Ce titre met l’accent sur la continuité de la formation dans la psychanalyse. C’est une façon de nommer le fait qu’elle ne s’arrête pas, qu’elle ne cesse pas.
À « permanence de la formation », fait écho la « permanence du symptôme », telle que Jacques-Alain Miller l’a différenciée du lapsus et du mot d’esprit, en indiquant que le symptôme ne se résorbe pas avec le déchiffrage de la vérité. Le symptôme résiste à la vérité. Sa permanence est ce qui a conduit Freud à concevoir le transfert négatif et Lacan, la face réelle du symptôme puis, à la fin de son enseignement, le sinthome en tant que reste de l’opération analytique. Disons alors que le titre de Question d’École indique que la formation serait un symptôme qui s’écrit et ne cesse pas de s’écrire.
D’autre part, ce titre s’éclaire de deux sous-titres. On peut y lire une entrée à double détente. La première, c’est le contrôle et sa nécessité, la deuxième relève de l’expérience analytique : « Finitude et infinitude de l’analyse » qui indique d’emblée, là aussi, une forme d’infini dans la formation.
Contrôle
À l’ECF, le contrôle n’est pas une obligation qui figure dans les statuts de la formation pour devenir psychanalyste. Pourtant, le contrôle est recommandé et attendu. Il est un des critères qui fonde la décision de nommer ou pas l’AME. Il a donc valeur de formation pour l’École.
Du côté de l’analysant, le contrôle n’est pas une demande qui s’inscrit dans un programme voire un cursus pour devenir analyste. Pour autant, il s’éprouve comme une nécessité pour celui qui s’autorise à une pratique d’analyste. J.-A. Miller qualifiait le contrôle de « désiré ». Cette position est historique. En indiquant que l’analyste ne s’autorise que de lui-même, Lacan voulait surtout marquer le fait qu’il ne s’autorise pas de la hiérarchie. Celui qui s’autorise, c’est l’analysant en tant qu’il choisit d’être analyste et s’en fait responsable. C’est un acte.
Non obligatoire du côté de l’École, mais nécessaire pour celui qui se fait responsable de son expérience d’analyste, le contrôle se fonde sur un désir de savoir.
Alors, que contrôle-t-on ?
Au début, on contrôle le cas. On expose la clinique du cas, du diagnostic, mais aussi de la mise en jeu du travail, et on questionne ce qui rend possible la rencontre analytique.
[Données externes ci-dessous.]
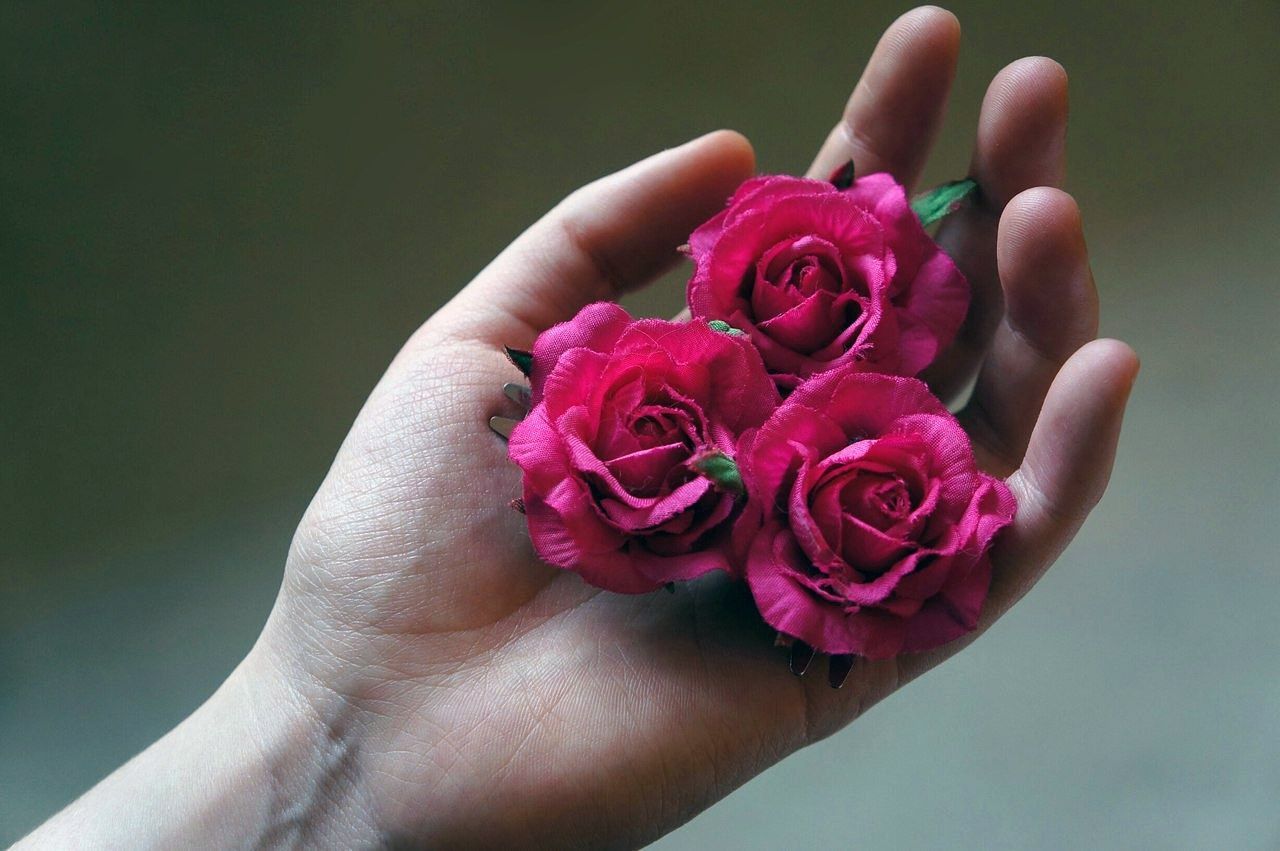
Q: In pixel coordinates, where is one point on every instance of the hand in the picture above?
(457, 691)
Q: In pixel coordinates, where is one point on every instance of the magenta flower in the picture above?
(868, 525)
(627, 452)
(821, 277)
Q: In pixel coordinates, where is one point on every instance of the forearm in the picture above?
(252, 767)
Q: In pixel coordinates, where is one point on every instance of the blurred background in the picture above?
(220, 220)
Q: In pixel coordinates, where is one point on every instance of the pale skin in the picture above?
(424, 681)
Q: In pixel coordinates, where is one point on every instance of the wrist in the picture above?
(260, 764)
(304, 745)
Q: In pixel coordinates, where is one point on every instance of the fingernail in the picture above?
(502, 426)
(839, 668)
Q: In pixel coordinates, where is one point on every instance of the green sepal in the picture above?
(942, 201)
(522, 360)
(721, 470)
(723, 328)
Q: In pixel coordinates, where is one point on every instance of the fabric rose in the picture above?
(868, 525)
(821, 277)
(626, 453)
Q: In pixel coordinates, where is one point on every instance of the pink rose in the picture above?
(631, 422)
(821, 277)
(868, 525)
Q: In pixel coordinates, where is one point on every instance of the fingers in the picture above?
(606, 238)
(896, 108)
(1051, 311)
(1022, 143)
(1066, 467)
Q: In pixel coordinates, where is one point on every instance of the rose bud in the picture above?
(821, 277)
(627, 453)
(868, 524)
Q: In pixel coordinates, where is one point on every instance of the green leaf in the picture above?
(522, 360)
(721, 470)
(723, 328)
(942, 201)
(842, 178)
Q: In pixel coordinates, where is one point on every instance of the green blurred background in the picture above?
(220, 220)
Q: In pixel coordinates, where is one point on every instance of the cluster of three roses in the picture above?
(776, 437)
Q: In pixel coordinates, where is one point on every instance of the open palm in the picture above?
(470, 694)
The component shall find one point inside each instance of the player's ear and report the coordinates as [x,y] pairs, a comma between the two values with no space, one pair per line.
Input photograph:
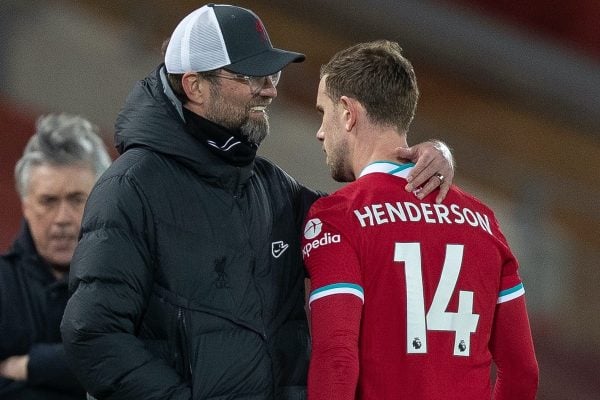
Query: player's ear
[350,109]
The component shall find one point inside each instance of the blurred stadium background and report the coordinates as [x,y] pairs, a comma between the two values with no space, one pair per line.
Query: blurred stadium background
[512,86]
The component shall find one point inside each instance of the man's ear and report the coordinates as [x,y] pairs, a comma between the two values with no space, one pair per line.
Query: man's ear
[350,110]
[192,86]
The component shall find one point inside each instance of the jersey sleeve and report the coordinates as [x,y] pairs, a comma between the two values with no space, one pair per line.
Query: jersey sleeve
[512,349]
[335,306]
[511,342]
[511,286]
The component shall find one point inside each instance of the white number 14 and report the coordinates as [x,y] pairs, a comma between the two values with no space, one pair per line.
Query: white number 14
[462,323]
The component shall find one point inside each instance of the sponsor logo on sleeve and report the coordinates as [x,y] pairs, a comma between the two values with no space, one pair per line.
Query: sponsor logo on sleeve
[312,230]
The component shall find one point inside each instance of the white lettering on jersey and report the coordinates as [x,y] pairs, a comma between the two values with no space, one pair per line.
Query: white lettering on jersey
[378,214]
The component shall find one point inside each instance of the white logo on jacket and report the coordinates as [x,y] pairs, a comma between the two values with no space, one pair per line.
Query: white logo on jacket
[277,248]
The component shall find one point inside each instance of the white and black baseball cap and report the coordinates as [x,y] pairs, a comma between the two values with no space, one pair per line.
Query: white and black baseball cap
[223,36]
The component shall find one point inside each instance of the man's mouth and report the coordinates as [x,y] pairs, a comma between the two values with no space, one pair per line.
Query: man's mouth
[258,109]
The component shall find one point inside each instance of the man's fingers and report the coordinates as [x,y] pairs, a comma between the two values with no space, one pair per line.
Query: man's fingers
[420,173]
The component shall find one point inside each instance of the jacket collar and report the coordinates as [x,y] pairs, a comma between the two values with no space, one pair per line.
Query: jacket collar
[23,248]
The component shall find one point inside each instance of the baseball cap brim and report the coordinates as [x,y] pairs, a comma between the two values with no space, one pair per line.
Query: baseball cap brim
[266,63]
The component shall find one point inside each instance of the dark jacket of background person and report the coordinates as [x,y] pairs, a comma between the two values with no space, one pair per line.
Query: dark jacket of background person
[32,301]
[216,309]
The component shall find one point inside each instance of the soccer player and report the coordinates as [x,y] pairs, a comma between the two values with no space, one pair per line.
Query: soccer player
[409,299]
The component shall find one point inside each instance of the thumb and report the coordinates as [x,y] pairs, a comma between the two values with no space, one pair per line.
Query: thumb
[407,153]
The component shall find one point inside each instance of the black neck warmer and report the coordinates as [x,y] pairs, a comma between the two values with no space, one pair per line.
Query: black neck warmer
[228,144]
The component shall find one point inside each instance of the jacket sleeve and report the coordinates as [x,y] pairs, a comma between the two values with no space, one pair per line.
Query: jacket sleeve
[48,367]
[513,353]
[111,280]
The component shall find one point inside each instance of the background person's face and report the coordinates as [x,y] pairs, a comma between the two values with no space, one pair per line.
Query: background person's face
[53,208]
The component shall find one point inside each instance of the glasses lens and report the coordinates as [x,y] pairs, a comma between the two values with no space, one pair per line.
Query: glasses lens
[259,82]
[275,78]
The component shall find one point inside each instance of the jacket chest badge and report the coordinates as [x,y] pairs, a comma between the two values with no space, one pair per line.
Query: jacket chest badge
[278,248]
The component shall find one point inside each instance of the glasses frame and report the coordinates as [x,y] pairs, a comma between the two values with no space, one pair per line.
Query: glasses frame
[256,83]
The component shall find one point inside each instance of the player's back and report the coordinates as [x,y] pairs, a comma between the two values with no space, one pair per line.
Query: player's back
[432,275]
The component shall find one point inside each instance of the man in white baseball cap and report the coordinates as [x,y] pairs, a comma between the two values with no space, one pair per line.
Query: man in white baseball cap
[188,280]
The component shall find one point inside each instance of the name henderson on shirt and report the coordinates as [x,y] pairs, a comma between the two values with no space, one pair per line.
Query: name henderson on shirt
[378,214]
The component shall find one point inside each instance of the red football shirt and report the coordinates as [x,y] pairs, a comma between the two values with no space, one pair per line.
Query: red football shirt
[405,296]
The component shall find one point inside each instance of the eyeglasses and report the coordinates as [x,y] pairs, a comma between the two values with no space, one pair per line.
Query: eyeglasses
[256,83]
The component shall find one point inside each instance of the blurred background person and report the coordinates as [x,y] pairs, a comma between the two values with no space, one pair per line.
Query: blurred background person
[54,177]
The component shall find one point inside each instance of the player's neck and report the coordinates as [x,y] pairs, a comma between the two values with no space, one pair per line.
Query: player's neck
[379,146]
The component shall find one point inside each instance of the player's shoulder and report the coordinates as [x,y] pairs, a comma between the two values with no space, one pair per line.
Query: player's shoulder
[459,195]
[336,203]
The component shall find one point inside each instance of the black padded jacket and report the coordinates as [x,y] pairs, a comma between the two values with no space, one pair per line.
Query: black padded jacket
[188,279]
[32,302]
Ensuite, on vient contrôler son acte. On construit le cas. C’est-à-dire qu’on y introduit notre savoir analytique. On construit le cas à l’aulne de son propre cas. Il est indéniable qu’il y a dans la façon dont on construit un cas en contrôle, un reste de la façon dont on a construit son propre cas pour le transmettre dans la passe.
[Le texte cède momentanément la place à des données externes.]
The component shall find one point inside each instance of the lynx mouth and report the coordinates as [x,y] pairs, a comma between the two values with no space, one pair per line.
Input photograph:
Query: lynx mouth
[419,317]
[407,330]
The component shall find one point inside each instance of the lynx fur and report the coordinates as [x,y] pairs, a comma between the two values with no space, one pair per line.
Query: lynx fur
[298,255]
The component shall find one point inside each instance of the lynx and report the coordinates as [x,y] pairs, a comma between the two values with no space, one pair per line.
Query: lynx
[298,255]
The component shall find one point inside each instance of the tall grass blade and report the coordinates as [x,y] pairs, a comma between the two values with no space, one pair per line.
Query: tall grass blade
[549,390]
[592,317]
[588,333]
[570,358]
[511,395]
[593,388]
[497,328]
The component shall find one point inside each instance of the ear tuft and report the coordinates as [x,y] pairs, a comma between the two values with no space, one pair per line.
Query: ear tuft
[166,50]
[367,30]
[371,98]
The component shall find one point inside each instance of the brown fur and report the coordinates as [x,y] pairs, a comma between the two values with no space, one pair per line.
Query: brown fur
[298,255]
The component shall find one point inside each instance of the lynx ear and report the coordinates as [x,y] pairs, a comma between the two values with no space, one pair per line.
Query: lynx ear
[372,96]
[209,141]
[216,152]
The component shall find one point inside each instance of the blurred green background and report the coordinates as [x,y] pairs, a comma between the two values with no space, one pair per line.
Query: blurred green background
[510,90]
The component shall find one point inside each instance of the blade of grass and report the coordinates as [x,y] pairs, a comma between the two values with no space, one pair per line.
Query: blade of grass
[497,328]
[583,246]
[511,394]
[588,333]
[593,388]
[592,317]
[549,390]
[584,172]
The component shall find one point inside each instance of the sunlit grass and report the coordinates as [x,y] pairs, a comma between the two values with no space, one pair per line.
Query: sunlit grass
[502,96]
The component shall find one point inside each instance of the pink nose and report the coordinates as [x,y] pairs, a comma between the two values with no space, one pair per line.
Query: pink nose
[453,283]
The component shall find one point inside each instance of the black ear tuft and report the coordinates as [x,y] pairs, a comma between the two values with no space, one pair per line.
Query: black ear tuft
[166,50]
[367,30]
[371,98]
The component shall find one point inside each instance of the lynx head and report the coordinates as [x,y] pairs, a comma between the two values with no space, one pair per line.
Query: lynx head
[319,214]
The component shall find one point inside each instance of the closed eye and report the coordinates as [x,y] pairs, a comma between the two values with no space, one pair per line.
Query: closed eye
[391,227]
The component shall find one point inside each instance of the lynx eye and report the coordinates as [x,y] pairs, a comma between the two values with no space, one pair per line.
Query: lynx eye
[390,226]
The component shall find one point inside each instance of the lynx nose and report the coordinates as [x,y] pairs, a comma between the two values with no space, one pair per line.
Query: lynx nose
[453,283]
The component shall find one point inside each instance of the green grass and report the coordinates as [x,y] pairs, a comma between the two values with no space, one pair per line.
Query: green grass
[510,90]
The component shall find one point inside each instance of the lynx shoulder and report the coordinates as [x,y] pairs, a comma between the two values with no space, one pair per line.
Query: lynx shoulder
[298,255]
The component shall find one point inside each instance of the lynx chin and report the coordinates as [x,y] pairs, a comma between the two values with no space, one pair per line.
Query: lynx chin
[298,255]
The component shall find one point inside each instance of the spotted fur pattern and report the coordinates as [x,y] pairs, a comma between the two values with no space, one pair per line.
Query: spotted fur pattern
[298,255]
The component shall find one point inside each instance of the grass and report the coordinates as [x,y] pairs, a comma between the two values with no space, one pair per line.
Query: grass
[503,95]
Finitude et infinitude de l’analyse
Je suis frappée par ces deux signifiants qui évoquent immédiatement le texte de Freud « analyse finie et infinie ». Je me suis d’abord étonnée que cette question ne figure qu’en second sous-titre, car la formation, c’est d’abord l’expérience analytique. C’est elle qui forme, c’est elle qui est didactique. Et c’est par la passe que se lit s’il y a ou non analyste. L’invention de la passe, c’est mettre au cœur de la formation, l’analyse et sa transmission. Ceci dit, faisons l’hypothèse que « finitude et infinitude de l’analyse » venant en deuxième sous-titre postule qu’il y a un lien entre formation, contrôle, et analyse finie ou infinie. S’il y a de l’infini, c’est du côté de la formation que cela s’entend, l’analyse ne cesse pas après l’analyse. Elle se poursuit par d’autres voies, notamment celle du contrôle, mais il y en a d’autres comme l’enseignement et la transmission.
C’est pourquoi, m’appuyant sur la réponse de Lacan sur ce qu’est un sinthome dans la psychanalyse : « Je ne pense pas que la psychanalyse soit un sinthome. Je pense qu’elle est une pratique (…) Ce n’est pas la psychanalyse qui est un sinthome, c’est le psychanalyste » [1], me vient cette question : ne peut-on se demander si le ressort de l’expérience ne serait pas de faire de l’analyste un sinthome ? Je propose alors de considérer le contrôle, son dispositif à trois avec un objet commun qui est l’analysant du contrôlé, ne serait-ce pas le lieu qui permet l’émergence de cette définition de l’analyste comme un sinthome ? Ne serait-ce pas dans cette structure si particulière du contrôle qu’il y a chance qu’un analyste aperçoive en quoi il est un sinthome ?
[1] Lacan J., Le Séminaire, Livre XXIII, Le sinthome, texte établi par Jacques-Alain Miller, Paris, Seuil, Mars 2005, p. 135.